All cells need to change how they work when nutrients run low. Some cells, especially cancer cells, become very dependent on an amino acid called glutamine. Glutamine helps build proteins and DNA, so without it cells cannot grow.
Many tumors are "glutamine addicted," meaning they rely heavily on this nutrient. While this seems like a clear target, cancer often finds other ways to survive.
In a recent study, a team led by assistant professor Alexis Jourdain explained how cancer cells bypass the need for glutamine.
How Pyruvate and Vitamin B7 Support Cell Growth
The scientists focused on a carbon‑rich molecule called pyruvate. They discovered that pyruvate can keep cells dividing even when glutamine is scarce, but only if a mitochondrial enzyme called pyruvate carboxylase is working.
Pyruvate carboxylase needs vitamin B7 (also known as biotin) to function. Without vitamin B7 the enzyme stops, and the cell can no longer grow. In this way, biotin acts like a "metabolic key" that lets pyruvate replace missing glutamine.
The Role of the FBXW7 Gene
The researchers also looked at a gene called FBXW7, which often mutates in cancers.

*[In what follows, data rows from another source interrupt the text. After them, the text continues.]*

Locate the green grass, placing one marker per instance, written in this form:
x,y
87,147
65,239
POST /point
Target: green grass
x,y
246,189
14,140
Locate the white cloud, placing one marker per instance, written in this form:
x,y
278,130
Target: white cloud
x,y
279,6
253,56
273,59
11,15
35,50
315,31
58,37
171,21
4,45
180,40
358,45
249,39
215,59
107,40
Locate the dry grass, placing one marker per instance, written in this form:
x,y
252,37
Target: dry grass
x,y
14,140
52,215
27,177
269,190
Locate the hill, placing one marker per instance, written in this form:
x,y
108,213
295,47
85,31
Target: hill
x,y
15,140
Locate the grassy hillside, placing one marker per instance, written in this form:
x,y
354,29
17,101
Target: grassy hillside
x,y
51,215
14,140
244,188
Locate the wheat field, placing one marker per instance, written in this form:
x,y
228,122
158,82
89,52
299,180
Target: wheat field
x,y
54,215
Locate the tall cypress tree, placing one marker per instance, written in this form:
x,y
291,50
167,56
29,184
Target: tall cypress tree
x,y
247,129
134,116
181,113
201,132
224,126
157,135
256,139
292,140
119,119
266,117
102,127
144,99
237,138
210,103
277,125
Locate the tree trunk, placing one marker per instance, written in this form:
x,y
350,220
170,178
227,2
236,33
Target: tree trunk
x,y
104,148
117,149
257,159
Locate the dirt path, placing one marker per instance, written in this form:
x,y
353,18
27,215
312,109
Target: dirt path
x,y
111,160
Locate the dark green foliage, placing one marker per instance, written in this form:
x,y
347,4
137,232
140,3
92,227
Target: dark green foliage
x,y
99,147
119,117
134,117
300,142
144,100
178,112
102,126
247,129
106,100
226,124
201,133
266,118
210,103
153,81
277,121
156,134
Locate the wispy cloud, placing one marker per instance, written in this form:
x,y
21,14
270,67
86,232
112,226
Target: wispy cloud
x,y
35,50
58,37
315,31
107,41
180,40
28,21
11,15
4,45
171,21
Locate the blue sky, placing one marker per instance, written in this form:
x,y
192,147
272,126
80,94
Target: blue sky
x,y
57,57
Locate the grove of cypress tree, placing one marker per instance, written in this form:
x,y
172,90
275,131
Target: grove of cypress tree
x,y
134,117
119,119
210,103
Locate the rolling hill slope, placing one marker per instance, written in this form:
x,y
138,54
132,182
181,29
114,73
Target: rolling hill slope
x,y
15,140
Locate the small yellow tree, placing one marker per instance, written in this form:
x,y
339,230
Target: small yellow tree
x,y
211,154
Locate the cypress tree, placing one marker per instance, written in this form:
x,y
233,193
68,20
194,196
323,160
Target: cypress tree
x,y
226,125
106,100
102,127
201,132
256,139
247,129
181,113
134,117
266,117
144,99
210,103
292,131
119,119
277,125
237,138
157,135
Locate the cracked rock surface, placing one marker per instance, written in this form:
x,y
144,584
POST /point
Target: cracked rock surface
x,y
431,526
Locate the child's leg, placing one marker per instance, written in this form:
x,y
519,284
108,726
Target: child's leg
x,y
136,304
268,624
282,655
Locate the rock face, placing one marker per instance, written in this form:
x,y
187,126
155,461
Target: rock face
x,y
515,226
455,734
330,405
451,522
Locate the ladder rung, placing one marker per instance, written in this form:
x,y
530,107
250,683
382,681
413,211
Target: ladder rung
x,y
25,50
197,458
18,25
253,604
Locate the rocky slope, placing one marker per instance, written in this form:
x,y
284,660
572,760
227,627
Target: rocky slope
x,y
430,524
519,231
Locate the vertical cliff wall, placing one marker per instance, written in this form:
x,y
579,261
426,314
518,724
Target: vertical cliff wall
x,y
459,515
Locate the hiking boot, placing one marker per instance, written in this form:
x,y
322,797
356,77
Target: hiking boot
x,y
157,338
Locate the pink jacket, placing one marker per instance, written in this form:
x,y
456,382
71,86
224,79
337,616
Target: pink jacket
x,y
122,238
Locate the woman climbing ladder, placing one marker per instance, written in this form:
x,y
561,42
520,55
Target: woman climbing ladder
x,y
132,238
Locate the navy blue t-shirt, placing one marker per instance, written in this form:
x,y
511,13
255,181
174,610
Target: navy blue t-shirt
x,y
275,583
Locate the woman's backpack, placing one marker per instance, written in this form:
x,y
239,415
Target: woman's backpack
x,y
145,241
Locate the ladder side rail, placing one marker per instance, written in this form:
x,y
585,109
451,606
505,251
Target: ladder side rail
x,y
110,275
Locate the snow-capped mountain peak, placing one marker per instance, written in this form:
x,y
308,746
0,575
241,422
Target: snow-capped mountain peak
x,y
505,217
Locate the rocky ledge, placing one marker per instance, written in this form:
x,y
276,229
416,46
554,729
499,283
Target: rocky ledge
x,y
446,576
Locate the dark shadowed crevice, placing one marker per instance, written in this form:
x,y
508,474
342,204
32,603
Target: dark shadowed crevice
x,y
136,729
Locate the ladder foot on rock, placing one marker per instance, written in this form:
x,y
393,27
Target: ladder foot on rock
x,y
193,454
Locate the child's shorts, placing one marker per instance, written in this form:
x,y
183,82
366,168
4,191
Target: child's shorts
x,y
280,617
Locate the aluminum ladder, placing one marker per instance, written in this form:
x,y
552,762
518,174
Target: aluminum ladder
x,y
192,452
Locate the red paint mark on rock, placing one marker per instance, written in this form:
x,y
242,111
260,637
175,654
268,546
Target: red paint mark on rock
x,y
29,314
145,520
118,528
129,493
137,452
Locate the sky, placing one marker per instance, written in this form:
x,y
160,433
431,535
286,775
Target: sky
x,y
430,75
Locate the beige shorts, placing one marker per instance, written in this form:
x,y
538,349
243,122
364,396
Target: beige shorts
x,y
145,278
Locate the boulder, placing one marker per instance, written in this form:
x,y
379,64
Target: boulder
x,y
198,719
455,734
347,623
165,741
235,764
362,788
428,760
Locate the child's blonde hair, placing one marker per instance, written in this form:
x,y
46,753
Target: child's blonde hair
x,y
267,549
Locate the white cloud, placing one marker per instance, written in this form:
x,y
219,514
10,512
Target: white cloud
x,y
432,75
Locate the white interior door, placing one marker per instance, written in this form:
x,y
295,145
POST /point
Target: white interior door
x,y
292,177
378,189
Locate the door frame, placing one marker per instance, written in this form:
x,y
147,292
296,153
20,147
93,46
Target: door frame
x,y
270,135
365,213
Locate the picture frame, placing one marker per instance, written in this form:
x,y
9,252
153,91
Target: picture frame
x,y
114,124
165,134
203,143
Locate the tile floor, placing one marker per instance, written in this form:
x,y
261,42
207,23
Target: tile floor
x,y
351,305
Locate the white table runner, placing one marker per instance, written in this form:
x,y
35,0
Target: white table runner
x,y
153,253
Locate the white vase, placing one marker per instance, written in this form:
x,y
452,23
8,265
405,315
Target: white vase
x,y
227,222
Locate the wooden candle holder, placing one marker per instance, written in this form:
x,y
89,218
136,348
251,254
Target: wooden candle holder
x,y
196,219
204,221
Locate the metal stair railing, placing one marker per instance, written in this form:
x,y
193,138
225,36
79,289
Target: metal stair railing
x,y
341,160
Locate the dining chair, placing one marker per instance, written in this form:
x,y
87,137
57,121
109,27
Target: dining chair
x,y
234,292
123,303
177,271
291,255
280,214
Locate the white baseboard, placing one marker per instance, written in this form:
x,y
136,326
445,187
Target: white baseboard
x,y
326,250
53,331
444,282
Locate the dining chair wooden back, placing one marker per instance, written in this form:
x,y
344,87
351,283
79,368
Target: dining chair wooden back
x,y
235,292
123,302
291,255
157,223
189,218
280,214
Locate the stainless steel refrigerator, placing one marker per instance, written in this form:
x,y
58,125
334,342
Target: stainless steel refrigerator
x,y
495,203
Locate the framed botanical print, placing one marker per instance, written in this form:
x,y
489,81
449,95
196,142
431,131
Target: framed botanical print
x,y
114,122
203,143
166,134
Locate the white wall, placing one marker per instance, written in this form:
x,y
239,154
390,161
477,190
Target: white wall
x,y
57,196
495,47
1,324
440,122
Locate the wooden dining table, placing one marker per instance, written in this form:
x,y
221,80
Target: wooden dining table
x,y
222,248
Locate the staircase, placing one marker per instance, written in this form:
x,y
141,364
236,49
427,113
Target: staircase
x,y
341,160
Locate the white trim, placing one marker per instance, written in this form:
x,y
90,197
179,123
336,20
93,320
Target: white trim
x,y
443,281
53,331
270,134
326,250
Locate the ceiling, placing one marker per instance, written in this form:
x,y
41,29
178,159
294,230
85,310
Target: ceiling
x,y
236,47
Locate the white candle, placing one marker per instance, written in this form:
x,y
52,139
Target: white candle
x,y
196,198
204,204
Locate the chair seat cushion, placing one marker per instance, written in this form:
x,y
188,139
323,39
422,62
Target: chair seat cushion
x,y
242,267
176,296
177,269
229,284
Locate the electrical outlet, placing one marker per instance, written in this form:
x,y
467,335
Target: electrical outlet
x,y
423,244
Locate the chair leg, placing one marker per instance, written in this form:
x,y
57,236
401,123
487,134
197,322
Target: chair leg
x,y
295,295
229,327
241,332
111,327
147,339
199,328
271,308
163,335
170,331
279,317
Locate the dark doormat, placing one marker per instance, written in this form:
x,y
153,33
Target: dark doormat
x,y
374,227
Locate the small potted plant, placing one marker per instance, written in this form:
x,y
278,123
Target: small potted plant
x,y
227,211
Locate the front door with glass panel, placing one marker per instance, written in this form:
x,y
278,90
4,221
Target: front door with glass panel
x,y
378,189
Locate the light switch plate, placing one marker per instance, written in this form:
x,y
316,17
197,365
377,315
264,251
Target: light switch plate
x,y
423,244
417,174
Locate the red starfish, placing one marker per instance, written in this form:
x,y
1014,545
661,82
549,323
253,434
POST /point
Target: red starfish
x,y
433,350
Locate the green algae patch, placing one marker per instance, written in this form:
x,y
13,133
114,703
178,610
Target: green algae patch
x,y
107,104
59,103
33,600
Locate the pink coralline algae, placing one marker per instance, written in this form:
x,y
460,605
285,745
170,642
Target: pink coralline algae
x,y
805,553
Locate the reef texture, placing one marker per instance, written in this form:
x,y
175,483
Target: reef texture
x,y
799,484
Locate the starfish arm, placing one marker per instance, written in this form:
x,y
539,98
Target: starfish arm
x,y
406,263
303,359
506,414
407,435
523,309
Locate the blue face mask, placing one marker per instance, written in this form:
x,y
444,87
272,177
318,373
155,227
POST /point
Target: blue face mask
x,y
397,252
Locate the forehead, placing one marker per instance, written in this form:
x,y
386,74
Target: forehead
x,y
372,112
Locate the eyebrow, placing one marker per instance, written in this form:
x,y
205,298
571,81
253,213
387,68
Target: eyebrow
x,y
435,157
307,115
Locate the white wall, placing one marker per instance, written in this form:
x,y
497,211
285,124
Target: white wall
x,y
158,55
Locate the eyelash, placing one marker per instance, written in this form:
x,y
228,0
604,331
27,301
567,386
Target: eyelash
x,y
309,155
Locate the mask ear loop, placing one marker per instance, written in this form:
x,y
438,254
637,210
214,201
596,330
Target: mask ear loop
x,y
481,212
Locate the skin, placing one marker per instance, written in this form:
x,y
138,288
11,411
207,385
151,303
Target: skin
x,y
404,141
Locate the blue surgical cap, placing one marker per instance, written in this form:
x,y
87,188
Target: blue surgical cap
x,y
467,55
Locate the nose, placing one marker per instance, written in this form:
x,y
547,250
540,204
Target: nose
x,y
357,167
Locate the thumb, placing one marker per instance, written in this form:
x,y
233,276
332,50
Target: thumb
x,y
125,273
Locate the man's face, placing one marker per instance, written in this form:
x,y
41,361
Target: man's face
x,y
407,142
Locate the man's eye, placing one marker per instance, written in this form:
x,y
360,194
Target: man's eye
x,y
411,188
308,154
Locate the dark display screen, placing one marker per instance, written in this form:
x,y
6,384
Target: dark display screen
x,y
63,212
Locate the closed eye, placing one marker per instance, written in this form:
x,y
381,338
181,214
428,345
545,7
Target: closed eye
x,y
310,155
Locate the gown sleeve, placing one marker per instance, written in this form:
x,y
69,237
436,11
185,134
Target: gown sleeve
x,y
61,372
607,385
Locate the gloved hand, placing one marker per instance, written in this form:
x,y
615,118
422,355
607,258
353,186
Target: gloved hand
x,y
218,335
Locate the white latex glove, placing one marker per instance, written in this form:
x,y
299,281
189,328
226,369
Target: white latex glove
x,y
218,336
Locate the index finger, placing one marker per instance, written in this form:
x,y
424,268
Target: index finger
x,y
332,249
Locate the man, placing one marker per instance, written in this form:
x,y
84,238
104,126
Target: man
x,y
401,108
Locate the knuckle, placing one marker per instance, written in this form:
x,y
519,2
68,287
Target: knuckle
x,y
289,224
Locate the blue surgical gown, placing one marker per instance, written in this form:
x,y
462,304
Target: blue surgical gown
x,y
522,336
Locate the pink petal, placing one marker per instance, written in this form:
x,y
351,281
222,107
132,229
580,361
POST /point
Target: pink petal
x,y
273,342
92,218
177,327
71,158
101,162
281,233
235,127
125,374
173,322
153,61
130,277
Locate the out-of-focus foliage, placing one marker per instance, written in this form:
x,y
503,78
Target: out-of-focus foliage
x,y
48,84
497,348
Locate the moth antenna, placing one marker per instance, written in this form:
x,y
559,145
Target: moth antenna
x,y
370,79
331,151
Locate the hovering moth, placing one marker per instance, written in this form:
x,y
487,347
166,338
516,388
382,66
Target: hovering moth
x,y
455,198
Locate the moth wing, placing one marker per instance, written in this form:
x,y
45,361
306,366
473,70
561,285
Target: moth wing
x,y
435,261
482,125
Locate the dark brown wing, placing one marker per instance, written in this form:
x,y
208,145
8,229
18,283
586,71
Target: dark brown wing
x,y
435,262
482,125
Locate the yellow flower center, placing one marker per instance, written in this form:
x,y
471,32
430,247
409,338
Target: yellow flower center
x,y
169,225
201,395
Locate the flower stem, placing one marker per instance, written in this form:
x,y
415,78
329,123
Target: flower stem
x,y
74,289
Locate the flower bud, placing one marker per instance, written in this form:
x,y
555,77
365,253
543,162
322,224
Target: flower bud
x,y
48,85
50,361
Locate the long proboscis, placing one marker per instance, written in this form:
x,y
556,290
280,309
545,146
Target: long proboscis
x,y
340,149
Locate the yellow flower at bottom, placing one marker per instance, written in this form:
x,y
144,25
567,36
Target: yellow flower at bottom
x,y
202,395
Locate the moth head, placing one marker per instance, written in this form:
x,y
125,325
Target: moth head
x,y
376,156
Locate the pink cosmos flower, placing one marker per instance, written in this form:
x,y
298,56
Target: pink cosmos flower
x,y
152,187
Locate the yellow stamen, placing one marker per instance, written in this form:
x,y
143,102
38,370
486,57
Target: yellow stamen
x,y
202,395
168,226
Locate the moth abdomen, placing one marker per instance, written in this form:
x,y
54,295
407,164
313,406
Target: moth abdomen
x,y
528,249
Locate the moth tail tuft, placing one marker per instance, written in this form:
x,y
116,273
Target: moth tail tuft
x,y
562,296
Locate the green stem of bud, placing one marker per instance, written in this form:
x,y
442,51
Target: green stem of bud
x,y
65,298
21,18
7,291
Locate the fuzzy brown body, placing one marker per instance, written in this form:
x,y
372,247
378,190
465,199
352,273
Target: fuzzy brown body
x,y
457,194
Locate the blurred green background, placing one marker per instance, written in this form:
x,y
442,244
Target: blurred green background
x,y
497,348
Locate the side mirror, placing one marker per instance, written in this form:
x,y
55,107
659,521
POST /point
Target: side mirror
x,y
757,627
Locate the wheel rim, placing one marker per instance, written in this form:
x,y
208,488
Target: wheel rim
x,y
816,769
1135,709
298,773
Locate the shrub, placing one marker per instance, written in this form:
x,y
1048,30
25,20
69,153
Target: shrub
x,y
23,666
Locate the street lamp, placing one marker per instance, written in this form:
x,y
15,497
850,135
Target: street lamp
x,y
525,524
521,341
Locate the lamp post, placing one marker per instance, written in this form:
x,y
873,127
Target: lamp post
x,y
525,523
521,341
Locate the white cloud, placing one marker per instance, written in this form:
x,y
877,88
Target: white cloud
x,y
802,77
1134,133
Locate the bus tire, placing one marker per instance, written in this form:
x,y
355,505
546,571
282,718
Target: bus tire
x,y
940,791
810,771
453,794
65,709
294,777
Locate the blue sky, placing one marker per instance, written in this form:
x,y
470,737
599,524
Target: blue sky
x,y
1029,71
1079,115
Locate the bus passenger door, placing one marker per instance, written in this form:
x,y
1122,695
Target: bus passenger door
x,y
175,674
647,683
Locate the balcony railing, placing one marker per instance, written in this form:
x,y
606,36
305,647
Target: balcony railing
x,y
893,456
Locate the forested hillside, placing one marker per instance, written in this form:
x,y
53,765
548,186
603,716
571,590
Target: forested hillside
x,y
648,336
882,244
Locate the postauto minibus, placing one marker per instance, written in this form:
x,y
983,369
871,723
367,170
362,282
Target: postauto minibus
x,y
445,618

Certain mutations make tumor cells even more dependent on glutamine. This discovery came from work with metabolomics and proteomics labs at the university and a partner team in the United States.
Why Some Treatments Fail
These findings help explain why drugs that block glutamine sometimes do not work. Cancer cells can switch to alternative pathways, like using pyruvate with biotin, to stay alive.